Never at a loss for words, I tried to find things in my life that might qualify for growth. I told him about the many activities that I was engaged in throughout the week. And I went into a speech about how hard I had worked and the gains I was making in my organization. I must have talked for ten minutes, until I finally ran out of gas. Kurt listened patiently, but then he finally smiled and said, “You don’t have a personal plan for growth, do you?”
“No,” I finally admitted.
“You know,” Kurt said simply, “growth is not an automatic process.”
Maxwell realized that, in order to grow, you have to have a plan for growth.
Last year I turned 60, and it has been a time of real reflection for me as I move into the fourth quarter of life.
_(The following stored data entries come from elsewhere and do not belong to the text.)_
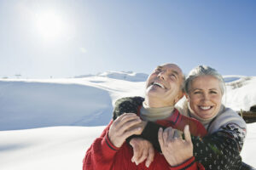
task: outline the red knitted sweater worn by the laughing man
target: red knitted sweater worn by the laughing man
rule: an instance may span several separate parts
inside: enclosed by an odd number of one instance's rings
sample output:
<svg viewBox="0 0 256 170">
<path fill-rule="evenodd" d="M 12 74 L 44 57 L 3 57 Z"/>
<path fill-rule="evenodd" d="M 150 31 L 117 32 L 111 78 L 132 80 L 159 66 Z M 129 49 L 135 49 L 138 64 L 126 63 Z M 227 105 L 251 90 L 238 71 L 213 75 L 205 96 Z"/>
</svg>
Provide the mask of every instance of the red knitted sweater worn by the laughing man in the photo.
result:
<svg viewBox="0 0 256 170">
<path fill-rule="evenodd" d="M 175 123 L 173 123 L 173 121 Z M 205 169 L 200 163 L 195 162 L 195 157 L 193 156 L 188 161 L 185 161 L 178 167 L 171 167 L 166 158 L 157 150 L 154 151 L 154 161 L 150 164 L 149 167 L 145 166 L 145 161 L 136 165 L 135 163 L 131 162 L 131 157 L 133 156 L 133 150 L 129 144 L 126 142 L 120 147 L 115 147 L 110 140 L 108 139 L 108 130 L 111 126 L 113 121 L 108 124 L 108 127 L 104 129 L 102 135 L 97 138 L 93 144 L 90 145 L 90 148 L 87 150 L 86 155 L 83 161 L 83 170 L 143 170 L 143 169 L 161 169 L 161 170 L 178 170 L 178 169 L 186 169 L 186 170 L 203 170 Z M 172 123 L 169 123 L 172 122 Z M 189 122 L 189 123 L 188 123 Z M 176 110 L 172 116 L 166 118 L 164 121 L 158 121 L 157 123 L 168 126 L 174 127 L 178 130 L 183 131 L 183 127 L 186 124 L 189 124 L 190 129 L 195 128 L 198 129 L 205 129 L 201 123 L 198 124 L 198 121 L 195 119 L 190 119 L 189 117 L 182 116 Z M 177 126 L 178 125 L 178 126 Z M 191 127 L 191 125 L 193 127 Z M 198 127 L 199 126 L 199 127 Z M 200 133 L 195 130 L 190 130 L 193 135 L 205 135 L 205 132 L 201 130 Z M 195 133 L 195 132 L 196 133 Z"/>
</svg>

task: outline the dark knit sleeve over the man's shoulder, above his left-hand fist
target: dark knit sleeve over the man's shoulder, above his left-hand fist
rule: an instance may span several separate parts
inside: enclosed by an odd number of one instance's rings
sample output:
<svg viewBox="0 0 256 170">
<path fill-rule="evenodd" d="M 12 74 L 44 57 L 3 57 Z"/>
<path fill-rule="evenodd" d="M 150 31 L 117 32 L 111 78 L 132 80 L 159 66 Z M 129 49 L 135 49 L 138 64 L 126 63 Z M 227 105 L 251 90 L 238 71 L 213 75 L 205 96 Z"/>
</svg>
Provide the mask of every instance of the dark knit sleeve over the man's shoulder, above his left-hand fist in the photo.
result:
<svg viewBox="0 0 256 170">
<path fill-rule="evenodd" d="M 140 96 L 125 97 L 116 100 L 113 109 L 113 120 L 124 113 L 137 114 L 137 108 L 143 105 L 144 98 Z"/>
</svg>

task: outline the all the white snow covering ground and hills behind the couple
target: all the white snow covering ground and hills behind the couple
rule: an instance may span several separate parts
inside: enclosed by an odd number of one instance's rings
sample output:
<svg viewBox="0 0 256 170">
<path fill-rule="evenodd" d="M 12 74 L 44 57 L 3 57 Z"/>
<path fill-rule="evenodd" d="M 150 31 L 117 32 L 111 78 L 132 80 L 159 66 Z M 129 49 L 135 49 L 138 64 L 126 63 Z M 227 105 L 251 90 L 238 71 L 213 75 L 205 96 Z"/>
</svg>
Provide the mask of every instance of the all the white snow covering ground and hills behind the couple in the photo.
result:
<svg viewBox="0 0 256 170">
<path fill-rule="evenodd" d="M 81 169 L 85 151 L 112 117 L 115 100 L 143 96 L 144 76 L 112 71 L 0 80 L 0 169 Z M 230 76 L 225 81 L 225 105 L 236 111 L 256 105 L 256 77 Z M 256 123 L 247 129 L 241 156 L 256 167 Z"/>
</svg>

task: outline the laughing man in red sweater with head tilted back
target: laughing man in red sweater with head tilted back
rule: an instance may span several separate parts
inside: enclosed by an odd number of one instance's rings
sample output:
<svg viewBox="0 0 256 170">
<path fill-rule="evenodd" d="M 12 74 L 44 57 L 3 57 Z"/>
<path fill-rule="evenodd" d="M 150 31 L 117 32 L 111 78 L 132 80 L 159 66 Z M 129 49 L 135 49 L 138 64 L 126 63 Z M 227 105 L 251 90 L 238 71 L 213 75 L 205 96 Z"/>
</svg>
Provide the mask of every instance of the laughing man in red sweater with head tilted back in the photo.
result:
<svg viewBox="0 0 256 170">
<path fill-rule="evenodd" d="M 183 79 L 183 73 L 177 65 L 158 66 L 148 77 L 145 101 L 136 111 L 138 116 L 131 111 L 114 117 L 115 120 L 108 124 L 101 137 L 97 138 L 87 150 L 83 169 L 183 169 L 188 167 L 189 169 L 203 169 L 201 164 L 195 163 L 189 128 L 184 129 L 184 126 L 186 122 L 189 122 L 190 132 L 194 135 L 205 135 L 206 130 L 200 122 L 195 119 L 189 120 L 174 109 L 174 105 L 183 97 Z M 137 103 L 143 101 L 140 98 L 137 99 L 135 100 Z M 125 105 L 125 108 L 129 110 L 130 106 L 133 105 Z M 162 133 L 162 142 L 167 146 L 176 146 L 175 150 L 183 150 L 183 152 L 175 152 L 176 154 L 172 156 L 165 155 L 165 150 L 168 150 L 166 147 L 161 148 L 163 154 L 160 152 L 154 154 L 150 143 L 144 143 L 148 144 L 147 162 L 138 164 L 137 160 L 131 160 L 133 150 L 125 139 L 134 134 L 142 134 L 144 127 L 148 127 L 150 123 L 143 122 L 141 118 L 160 125 L 173 122 L 172 127 L 184 131 L 185 139 L 180 139 L 180 143 L 175 145 L 172 140 L 177 135 L 165 132 Z M 191 128 L 191 125 L 197 129 Z M 131 141 L 131 145 L 133 143 Z"/>
</svg>

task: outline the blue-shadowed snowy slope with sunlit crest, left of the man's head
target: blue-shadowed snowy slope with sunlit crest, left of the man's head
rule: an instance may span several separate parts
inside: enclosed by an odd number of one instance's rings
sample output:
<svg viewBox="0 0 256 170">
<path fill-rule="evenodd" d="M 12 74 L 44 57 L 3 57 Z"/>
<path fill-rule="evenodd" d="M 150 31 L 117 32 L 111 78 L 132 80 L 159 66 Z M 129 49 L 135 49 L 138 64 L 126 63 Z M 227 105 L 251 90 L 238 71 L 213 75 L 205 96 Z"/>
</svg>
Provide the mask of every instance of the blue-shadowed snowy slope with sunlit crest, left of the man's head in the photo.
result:
<svg viewBox="0 0 256 170">
<path fill-rule="evenodd" d="M 107 77 L 0 81 L 0 130 L 106 125 L 115 99 L 143 95 L 143 86 Z"/>
</svg>

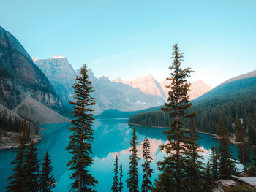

One of the great truths that has become apparent to me is that I you really want to grow and develop any area of your life, you must be intentional. You have to have a plan for growth, or it will never happen. This is true in your spiritual life, marriage, career, finances, and your intellectual life.
The problem is that most people don’t understand this, and it explains why, for so many people, there is a great gap between the life that they aspire to lead and the one that they are actually living. It explains why so many adults live with such great disappointment.
For me personally, several years ago I encountered a principle regarding personal growth that has powerfully impacted my own life. It is called the Vector Principle, and I first read about it in Jerry Foster’s book, Life Focus.
Vector, a term in mathematics and physics, quantifies the speed and direction of an object. If you were the pilot of a jetliner, you would use vectors to define the course to your destination. When you are given a new vector by the control center, you turn the plane to line up with that heading on the compass, creating a new vector angle.
Obviously, even the smallest vector change in the cockpit can make a big difference in the plane’s ultimate destination. Though it may seem an imperceptible change, with every mile traveled you are farther from your previous course. For example, upon leaving New York, you could make a tiny vector change while flying to reach Seattle, yet you could end up in Los Angeles instead.
The Vector Principle applies to our lives in the same manner. Even if you never fly an airplane, you are vectoring through life by the choices you make. You are currently on a course that was determined by choices you have made since you were aware of your capacity to choose. Many of these choices seemed rather insignificant at the time, but small changes make a big difference over time.
This is significant. Small changes make a big difference with the passage of time. Most people do not realize it, but the most significant achievements in life are the result of many little things done in a single, strategic direction.
Therefore, at the beginning of each year, I seek to make three or four small but relevant changes in the most strategic areas of my life. After thirty or forty days they become habits. And these habits create a ripple effect as the years go by.
I read recently where Pat Williams, former NBA coach and currently senior vice-president of the Orlando Magic, was having dinner with the legendary basketball coach, John Wooden. At one point during the meal, Williams asked Coach Wooden, “Coach, if you could pinpoint just one secret of success in life, what would it be?”
Coach Wooden thought about it for a minute and responded, “The closest I can come to one single secret of success is this: a lot of little things done well.”
My prayer for you in 2015 is that you will prayerfully select and get on a path that leads to growth in the most significant areas of your life.